Although fibers from eucalyptus, like bamboo's viscose rayon, are cellulosic, the Federal Trade Commission (FTC) classifies the fiber from eucalyptus as "Lyocell". The reason for any type of differentiation is largely because a variety of toxic chemicals are used to make viscose rayon from bamboo, whereas only one solvent is used for Lyocell, and it is not toxic. In fact the process used for Lyocell allows the solvent to be recycled and reused.
Today Valley Forge Fabrics have also chosen to manufacture a blend of cotton or polyester that is mixed with their Lyocell, their eucalyptus fiber.
Generally Lyocell – or eucalyptus – sheets are more expensive than other types, but they are easy to wash and they don't wrinkle unpleasantly.

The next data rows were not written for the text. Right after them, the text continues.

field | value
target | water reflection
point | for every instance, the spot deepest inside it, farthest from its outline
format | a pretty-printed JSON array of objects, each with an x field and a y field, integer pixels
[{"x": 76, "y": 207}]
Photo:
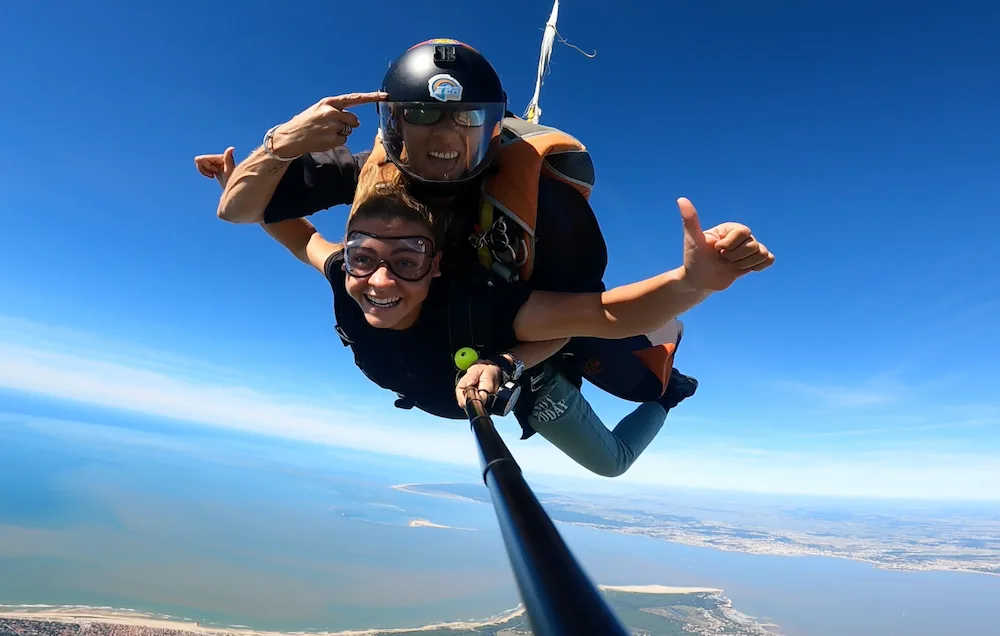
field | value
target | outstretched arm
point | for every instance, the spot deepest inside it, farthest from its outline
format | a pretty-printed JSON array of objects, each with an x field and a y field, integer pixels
[
  {"x": 301, "y": 239},
  {"x": 323, "y": 129},
  {"x": 620, "y": 312},
  {"x": 713, "y": 260}
]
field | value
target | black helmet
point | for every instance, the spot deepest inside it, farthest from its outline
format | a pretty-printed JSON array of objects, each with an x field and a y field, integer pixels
[{"x": 442, "y": 119}]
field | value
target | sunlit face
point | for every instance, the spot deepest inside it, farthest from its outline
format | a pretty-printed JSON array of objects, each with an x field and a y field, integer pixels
[
  {"x": 441, "y": 151},
  {"x": 386, "y": 298}
]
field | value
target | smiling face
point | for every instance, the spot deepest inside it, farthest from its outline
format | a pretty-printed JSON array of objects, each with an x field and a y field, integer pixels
[
  {"x": 442, "y": 151},
  {"x": 403, "y": 256}
]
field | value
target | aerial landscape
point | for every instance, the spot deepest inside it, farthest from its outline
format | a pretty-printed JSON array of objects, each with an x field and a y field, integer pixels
[
  {"x": 917, "y": 540},
  {"x": 645, "y": 611}
]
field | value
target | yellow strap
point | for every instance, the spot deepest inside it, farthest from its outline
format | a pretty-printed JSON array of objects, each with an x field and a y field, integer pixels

What People say about Sheets Made from Eucalyptus
Many people who opt for sheets made from Lyocell or other forms of eucalyptus do so because they are different (because they want to know what they are like). Many who go back for more, do so because they find that they love sleeping on, or between them.
We searched a selection of review sites on the Internet to see what people had to say – both good and bad. Here are ten of the best/worst comments:
- "These are the best sheets I have ever slept on."
- "They are cool and wonderful."
- "Not a good green product."
- "I really like the softness of them."
- "They are extremely soft and so comfortable to sleep in."
- "They breathe well but still feel durable and strong."
- "I do NOT recommend these sheets at all."
- "I love this sheet set!! I have had them for a year now, and they are still perfect, though all the washing and drying. Super soft!"
- "Don't waste your money."
- "Just went out yesterday to buy a second set and love them."
Like everything in life, some people like sheets made from eucalyptus fibers and some don't. Additionally, some eucalyptus sheets are made to a higher quality than others. If you are going to try them for the first time, buy from a reputable manufacturer and choose the best quality you can afford. Then review your sheets so that other people get a good idea of what to expect.